Forum Moderators: open

Message Too Old, No Replies

Latent semantic indexing

How can you start to use it?

         

Pikin_It_Up

12:32 pm on Apr 6, 2004 (gmt 0)

10+ Year Member



I have been reading a lot of posts (here and elsewhere) relating to Latent semantic indexing.

I understand that semantics is basically the use of words, and the relationships that occur between them.

The problem I have found so far is trying to find out what relationships occur between words. For instance... If I were to produce a site related to widget improvement technologies, how would I find out what words semantically link to that term. Is there an online dictionary (i really am guessing here) that I can reference my desired term with?

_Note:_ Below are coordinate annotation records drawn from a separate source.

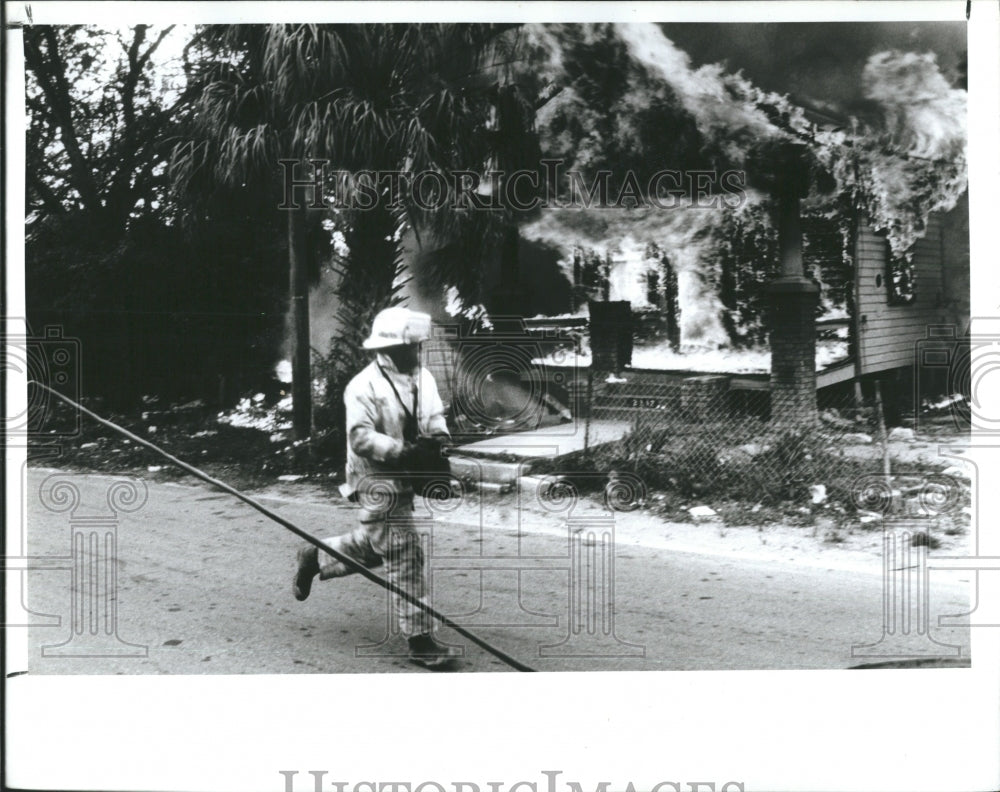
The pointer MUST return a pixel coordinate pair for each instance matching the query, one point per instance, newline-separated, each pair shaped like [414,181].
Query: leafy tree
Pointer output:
[362,97]
[180,310]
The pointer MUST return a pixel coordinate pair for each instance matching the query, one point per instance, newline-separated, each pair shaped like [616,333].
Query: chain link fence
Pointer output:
[700,441]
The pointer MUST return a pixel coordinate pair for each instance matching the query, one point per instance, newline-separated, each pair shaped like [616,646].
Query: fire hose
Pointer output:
[349,562]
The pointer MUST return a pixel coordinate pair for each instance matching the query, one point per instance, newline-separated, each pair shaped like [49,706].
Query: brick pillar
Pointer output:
[793,349]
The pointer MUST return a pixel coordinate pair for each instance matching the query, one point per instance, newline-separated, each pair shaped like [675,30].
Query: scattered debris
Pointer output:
[833,419]
[817,492]
[703,513]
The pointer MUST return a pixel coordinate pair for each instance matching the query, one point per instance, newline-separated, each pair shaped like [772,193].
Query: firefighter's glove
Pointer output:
[430,456]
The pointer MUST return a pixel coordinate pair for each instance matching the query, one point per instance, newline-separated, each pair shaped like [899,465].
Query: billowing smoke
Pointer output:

This is a topic that I am really interested in and have read a good few articles about it. The problem is, that all of the articles I have read are assuming that someone already has a good knowledge of Latent semantic indexing.

Can anyone give me an idiots description of what Latent semantic indexing really is? If not can someone sticky me an address that coveres the subject please.

Cheers

P

engine

4:35 pm on Apr 6, 2004 (gmt 0)

WebmasterWorld Administrator 10+ Year Member Top Contributors Of The Month



Hmmm, if you've read up about it, I'm not sure how best to answer you.

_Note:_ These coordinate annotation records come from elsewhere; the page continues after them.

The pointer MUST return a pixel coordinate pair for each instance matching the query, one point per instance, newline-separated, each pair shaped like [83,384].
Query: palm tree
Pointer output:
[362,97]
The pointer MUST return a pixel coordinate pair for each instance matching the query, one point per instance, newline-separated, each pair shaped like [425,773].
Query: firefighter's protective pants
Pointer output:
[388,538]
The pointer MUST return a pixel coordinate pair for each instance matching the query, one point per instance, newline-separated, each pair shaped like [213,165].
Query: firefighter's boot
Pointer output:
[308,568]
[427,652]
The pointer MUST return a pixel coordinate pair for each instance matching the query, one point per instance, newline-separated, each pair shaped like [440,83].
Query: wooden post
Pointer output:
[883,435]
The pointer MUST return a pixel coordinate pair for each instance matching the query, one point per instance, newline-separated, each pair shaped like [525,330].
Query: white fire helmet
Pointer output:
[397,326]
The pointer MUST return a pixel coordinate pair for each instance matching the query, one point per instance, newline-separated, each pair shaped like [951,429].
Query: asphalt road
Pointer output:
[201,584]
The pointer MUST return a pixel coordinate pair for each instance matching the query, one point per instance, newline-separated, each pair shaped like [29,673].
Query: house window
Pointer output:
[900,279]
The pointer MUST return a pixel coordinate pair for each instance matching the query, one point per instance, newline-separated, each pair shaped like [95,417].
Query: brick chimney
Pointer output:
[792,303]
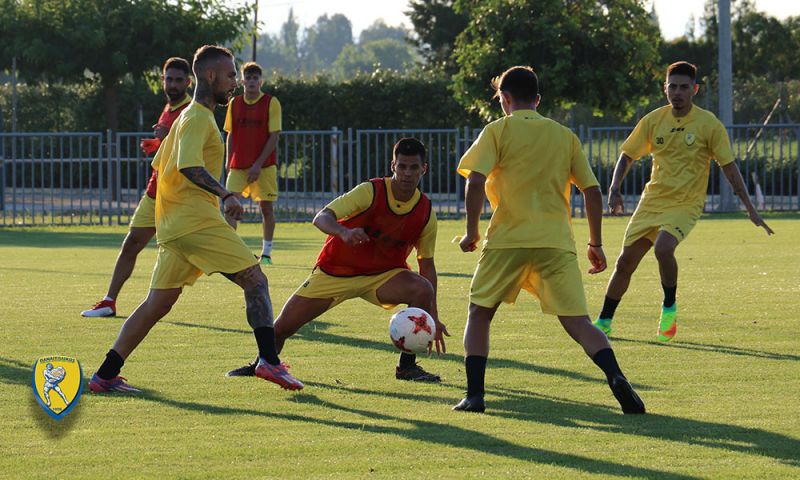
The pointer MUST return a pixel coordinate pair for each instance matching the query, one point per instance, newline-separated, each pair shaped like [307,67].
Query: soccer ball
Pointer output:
[412,330]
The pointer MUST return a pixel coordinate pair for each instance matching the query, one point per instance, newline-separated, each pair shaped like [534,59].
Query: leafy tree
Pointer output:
[379,30]
[106,41]
[326,39]
[603,54]
[437,23]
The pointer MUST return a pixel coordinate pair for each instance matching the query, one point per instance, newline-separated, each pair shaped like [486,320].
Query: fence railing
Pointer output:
[98,178]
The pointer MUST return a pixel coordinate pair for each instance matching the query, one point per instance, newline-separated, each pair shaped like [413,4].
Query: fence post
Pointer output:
[334,160]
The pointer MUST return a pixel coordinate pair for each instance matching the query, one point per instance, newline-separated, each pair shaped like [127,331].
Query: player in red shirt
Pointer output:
[253,123]
[371,231]
[175,80]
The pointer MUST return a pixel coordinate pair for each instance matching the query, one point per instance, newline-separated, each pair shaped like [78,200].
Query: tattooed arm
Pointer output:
[200,177]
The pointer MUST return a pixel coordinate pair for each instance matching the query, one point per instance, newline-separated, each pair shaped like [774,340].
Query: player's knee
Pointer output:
[664,252]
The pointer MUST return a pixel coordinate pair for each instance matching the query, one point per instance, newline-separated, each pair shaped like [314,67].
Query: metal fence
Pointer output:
[98,178]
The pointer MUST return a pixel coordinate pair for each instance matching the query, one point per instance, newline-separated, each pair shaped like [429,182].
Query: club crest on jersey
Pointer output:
[57,383]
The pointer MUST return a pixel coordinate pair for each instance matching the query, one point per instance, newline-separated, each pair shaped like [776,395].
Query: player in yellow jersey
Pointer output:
[525,164]
[192,234]
[682,138]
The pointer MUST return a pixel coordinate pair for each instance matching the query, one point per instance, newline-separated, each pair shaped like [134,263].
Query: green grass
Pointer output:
[722,397]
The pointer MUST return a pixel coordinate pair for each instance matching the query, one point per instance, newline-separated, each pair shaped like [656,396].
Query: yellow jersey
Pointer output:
[275,123]
[529,162]
[181,206]
[682,149]
[359,199]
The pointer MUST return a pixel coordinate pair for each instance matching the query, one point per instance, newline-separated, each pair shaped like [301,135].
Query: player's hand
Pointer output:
[597,258]
[233,208]
[438,339]
[253,173]
[469,243]
[160,131]
[759,222]
[354,237]
[616,206]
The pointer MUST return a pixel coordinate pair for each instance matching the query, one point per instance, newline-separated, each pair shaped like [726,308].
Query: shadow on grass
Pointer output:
[530,406]
[704,347]
[443,434]
[315,332]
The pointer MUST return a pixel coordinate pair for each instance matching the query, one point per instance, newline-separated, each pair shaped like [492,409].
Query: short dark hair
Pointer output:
[177,63]
[682,68]
[520,82]
[409,146]
[252,67]
[208,53]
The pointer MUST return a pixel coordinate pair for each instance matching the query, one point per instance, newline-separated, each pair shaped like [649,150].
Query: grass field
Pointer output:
[723,398]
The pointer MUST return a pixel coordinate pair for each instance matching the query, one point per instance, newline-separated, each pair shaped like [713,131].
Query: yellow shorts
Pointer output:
[263,189]
[217,249]
[550,274]
[647,224]
[321,285]
[145,214]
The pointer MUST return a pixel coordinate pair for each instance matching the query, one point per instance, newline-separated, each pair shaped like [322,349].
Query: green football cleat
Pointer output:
[603,324]
[668,324]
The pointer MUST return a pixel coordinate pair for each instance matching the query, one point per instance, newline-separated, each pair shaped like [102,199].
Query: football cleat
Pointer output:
[471,404]
[277,374]
[604,324]
[114,385]
[103,308]
[248,370]
[626,396]
[668,324]
[415,373]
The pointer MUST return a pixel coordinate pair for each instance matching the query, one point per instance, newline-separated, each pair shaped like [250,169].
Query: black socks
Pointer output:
[669,295]
[607,362]
[111,365]
[265,338]
[476,372]
[407,360]
[609,307]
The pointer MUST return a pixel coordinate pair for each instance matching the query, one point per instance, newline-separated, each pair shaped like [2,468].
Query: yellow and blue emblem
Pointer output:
[57,384]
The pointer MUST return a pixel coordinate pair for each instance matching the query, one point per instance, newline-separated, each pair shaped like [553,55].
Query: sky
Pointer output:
[673,15]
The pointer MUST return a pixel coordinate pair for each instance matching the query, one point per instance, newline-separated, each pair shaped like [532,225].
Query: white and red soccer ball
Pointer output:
[412,330]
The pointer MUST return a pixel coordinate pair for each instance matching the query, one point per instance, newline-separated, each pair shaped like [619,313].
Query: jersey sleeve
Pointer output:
[426,245]
[191,139]
[720,145]
[481,156]
[580,171]
[353,202]
[275,112]
[228,117]
[638,144]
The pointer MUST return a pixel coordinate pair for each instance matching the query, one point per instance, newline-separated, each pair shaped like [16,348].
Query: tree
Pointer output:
[437,23]
[603,54]
[379,30]
[326,39]
[106,41]
[385,54]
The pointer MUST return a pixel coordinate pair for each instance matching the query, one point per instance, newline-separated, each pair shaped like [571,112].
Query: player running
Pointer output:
[682,138]
[193,236]
[525,163]
[174,80]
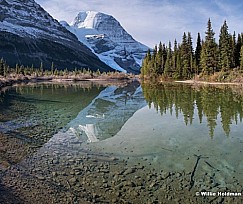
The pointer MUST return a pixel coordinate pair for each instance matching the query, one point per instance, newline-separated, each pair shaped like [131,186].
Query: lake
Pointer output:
[126,142]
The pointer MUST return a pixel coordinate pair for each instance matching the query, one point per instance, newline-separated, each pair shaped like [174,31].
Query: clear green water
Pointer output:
[169,127]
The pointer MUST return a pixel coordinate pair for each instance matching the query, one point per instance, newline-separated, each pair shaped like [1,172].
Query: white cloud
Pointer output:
[153,21]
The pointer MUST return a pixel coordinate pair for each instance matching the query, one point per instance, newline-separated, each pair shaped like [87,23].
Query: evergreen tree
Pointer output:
[208,58]
[224,48]
[174,56]
[237,50]
[2,67]
[190,52]
[233,50]
[185,57]
[168,63]
[159,58]
[241,58]
[52,68]
[198,52]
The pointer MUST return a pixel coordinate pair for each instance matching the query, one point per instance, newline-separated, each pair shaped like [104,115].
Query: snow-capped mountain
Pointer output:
[105,36]
[29,35]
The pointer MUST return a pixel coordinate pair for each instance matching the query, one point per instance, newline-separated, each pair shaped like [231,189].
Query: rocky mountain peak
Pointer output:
[30,35]
[106,37]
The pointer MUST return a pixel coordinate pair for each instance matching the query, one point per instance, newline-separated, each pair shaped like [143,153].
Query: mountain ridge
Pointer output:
[105,36]
[29,35]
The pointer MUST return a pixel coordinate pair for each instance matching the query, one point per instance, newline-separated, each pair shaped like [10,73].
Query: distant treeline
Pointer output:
[214,105]
[81,73]
[209,57]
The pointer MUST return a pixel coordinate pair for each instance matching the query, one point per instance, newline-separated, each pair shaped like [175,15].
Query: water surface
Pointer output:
[142,144]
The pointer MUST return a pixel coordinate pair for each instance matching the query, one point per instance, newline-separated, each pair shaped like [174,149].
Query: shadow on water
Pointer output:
[218,104]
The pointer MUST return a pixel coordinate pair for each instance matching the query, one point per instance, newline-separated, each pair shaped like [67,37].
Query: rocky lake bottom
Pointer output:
[106,144]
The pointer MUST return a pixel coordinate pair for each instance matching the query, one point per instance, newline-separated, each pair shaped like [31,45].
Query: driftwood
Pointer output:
[192,181]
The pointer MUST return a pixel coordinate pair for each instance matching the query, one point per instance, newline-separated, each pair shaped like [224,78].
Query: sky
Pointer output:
[157,20]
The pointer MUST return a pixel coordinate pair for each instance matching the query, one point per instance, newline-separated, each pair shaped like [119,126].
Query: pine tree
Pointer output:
[52,68]
[159,59]
[185,57]
[233,50]
[168,64]
[2,67]
[198,52]
[239,43]
[174,56]
[224,48]
[190,52]
[209,55]
[241,58]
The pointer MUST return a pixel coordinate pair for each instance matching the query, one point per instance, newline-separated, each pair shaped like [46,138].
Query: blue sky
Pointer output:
[156,20]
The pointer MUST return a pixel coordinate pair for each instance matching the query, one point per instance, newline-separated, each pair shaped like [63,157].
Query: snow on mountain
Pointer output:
[105,36]
[29,35]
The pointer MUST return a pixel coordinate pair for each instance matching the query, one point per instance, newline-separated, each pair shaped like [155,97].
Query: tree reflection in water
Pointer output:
[212,102]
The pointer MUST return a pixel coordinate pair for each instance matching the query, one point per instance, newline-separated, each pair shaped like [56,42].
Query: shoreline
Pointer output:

In basic terms, it's the mathematical technique for information filtering. The great thing about it is that it's not reliant upon language.

HTH

Pikin_It_Up

5:02 pm on Apr 6, 2004 (gmt 0)

10+ Year Member



Cheers engine, I found a really article about it earlier on. I can Sticky you the URL if you'd like.

shorebreak

8:32 pm on Apr 6, 2004 (gmt 0)

WebmasterWorld Senior Member 10+ Year Member



[kwmap.com...] seems to be an interesting keyword discovery tool that does some semantic mapping.

I'm an idiot, though, so I might actually be off-topic.

[edited by: msgraph at 4:50 pm (utc) on April 7, 2004]

maherphil

12:52 am on Apr 9, 2004 (gmt 0)

10+ Year Member



The help section hardly explains how it works, does anyone know where they get their data?

I used to work for a company that has building giant hierarcies of knowledge and using patented algorithms to tranverse them and find the distance between a query and document.

Really fun stuff, stick me if you want to talk more about this.

Anyone know other systems?

webnewton

12:24 pm on Apr 9, 2004 (gmt 0)

10+ Year Member



Well Picking

LSI as you know is a technique that helps in deciding a set of interelated keywords.There are mathematical algorithms out there which help to define the mutual relationship between a set of keywourds.
Say for example while searching for "saddam hussain" this software would find a lots of webpages where there will be a mention of "gulf war". No. of occurence of these keywords together will help the algorithms decide how closly associated are these keywords. If they are close enough you''re sure to find a article on gulf was while you search for "saddam hussain"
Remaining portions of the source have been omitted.